回到自己的老屋,蛋蛋坐在老旧的床沿上发呆,没有点灯。大真找上门来,见这个样子,她揶揄地说:“呦,这么省呀!”她也不开灯,静静坐在蛋蛋身边好一会儿。蛋蛋坐得住,大真看坐不住,她有自己的打算,她转过身,对着蛋蛋说了好多劝告的话。蛋蛋对她不理不睬,似乎没有这个人,大真生气了,抓起床头柜子上的一个旧花瓶,摔,故意摔给蛋蛋看。她越来越把他俩的事当真,已经忘了她跟他只是在玩游戏,从来都是这样,她给他灌输的意思一向都是这样,玩玩而已。
果然,蛋蛋不生气,而是把她的衣服给扒光,然后要她弓腰趴在床沿上。
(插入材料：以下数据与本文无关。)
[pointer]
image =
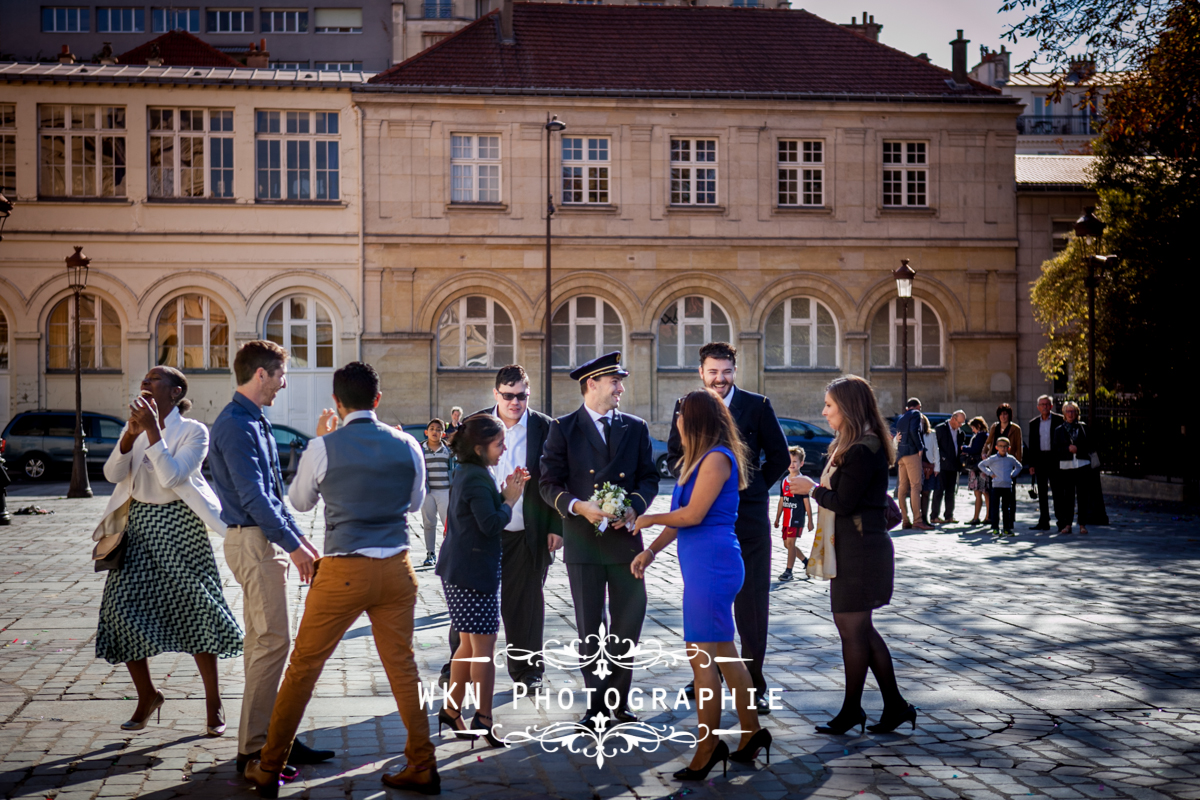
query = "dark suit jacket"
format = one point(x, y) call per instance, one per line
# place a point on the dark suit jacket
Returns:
point(760, 431)
point(540, 519)
point(471, 551)
point(1033, 443)
point(949, 455)
point(575, 462)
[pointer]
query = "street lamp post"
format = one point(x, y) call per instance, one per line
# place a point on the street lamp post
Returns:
point(1090, 229)
point(904, 276)
point(552, 125)
point(77, 278)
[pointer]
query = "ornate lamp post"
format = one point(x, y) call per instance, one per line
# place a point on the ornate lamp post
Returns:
point(77, 278)
point(904, 276)
point(1090, 229)
point(553, 125)
point(5, 517)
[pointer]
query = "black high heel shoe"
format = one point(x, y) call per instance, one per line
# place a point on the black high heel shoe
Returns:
point(444, 719)
point(155, 709)
point(475, 725)
point(889, 722)
point(760, 740)
point(721, 753)
point(839, 726)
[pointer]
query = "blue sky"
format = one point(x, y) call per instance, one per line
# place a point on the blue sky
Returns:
point(928, 25)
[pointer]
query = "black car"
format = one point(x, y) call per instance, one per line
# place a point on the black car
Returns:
point(39, 444)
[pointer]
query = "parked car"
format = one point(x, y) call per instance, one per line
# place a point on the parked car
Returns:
point(813, 438)
point(39, 444)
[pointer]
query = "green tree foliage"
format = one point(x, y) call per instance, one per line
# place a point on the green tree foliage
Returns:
point(1147, 174)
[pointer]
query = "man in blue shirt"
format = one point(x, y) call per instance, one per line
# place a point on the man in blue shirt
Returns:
point(263, 537)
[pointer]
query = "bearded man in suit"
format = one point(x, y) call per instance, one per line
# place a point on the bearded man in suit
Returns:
point(761, 432)
point(592, 446)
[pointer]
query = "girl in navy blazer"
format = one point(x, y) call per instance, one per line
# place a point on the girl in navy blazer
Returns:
point(469, 565)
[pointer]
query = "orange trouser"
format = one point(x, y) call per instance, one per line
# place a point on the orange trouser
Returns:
point(346, 587)
point(909, 470)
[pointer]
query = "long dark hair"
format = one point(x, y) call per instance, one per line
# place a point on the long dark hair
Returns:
point(859, 417)
point(477, 431)
point(707, 423)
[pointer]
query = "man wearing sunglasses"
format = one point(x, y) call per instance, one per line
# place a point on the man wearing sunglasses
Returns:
point(534, 533)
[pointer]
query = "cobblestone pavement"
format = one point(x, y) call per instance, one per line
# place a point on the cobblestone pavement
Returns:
point(1044, 666)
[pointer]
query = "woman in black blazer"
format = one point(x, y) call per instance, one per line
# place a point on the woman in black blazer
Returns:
point(469, 565)
point(857, 476)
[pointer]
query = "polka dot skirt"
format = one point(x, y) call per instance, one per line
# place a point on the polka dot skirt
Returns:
point(472, 612)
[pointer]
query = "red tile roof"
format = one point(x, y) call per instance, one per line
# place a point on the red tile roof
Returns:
point(659, 50)
point(180, 49)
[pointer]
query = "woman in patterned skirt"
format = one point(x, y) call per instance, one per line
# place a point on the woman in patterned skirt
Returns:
point(166, 595)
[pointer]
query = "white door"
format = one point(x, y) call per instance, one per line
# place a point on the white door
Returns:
point(304, 326)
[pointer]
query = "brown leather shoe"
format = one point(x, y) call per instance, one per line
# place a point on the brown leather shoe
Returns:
point(413, 780)
point(267, 783)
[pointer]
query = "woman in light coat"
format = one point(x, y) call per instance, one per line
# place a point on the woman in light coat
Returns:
point(166, 594)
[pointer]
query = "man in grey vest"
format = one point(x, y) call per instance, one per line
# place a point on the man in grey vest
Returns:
point(371, 475)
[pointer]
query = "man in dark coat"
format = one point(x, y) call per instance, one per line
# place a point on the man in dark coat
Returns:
point(762, 434)
point(585, 450)
point(1039, 456)
point(949, 456)
point(532, 536)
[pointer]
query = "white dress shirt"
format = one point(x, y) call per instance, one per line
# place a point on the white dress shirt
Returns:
point(515, 455)
point(595, 420)
point(304, 491)
point(162, 473)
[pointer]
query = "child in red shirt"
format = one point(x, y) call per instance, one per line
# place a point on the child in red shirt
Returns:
point(792, 512)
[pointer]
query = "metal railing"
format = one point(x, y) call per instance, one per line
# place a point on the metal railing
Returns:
point(1056, 125)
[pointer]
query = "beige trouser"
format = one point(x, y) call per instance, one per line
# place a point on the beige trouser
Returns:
point(909, 470)
point(262, 570)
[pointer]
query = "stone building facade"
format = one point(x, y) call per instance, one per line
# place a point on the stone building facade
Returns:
point(769, 212)
point(216, 205)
她半推半就,小声叫着“蛋蛋”。他不理她的撒娇,嘴里大声说着污言秽语,他变得猥亵和粗俗,狠狠的拍了一下她的屁股,她疼,可也兴奋起来。她服服帖帖,按着他的要求扭腰扭屁股。她的摇摆舞引起了他更大的狂野,他用第三只脚狠狠的抽她的屁股,她的委屈和不安被抽到了九霄云外,野兽般的翻江倒海彻底征服了她,她耍不出性子,也哭不出声来,她的灵魂在兴奋的发抖,她在发情地哼哼叫,这是她一直迷恋和遗忘不了的那种天堂般的滋味,她需要他这样,也只有他能给她这种境界的快感。大真是个□□很强的女人。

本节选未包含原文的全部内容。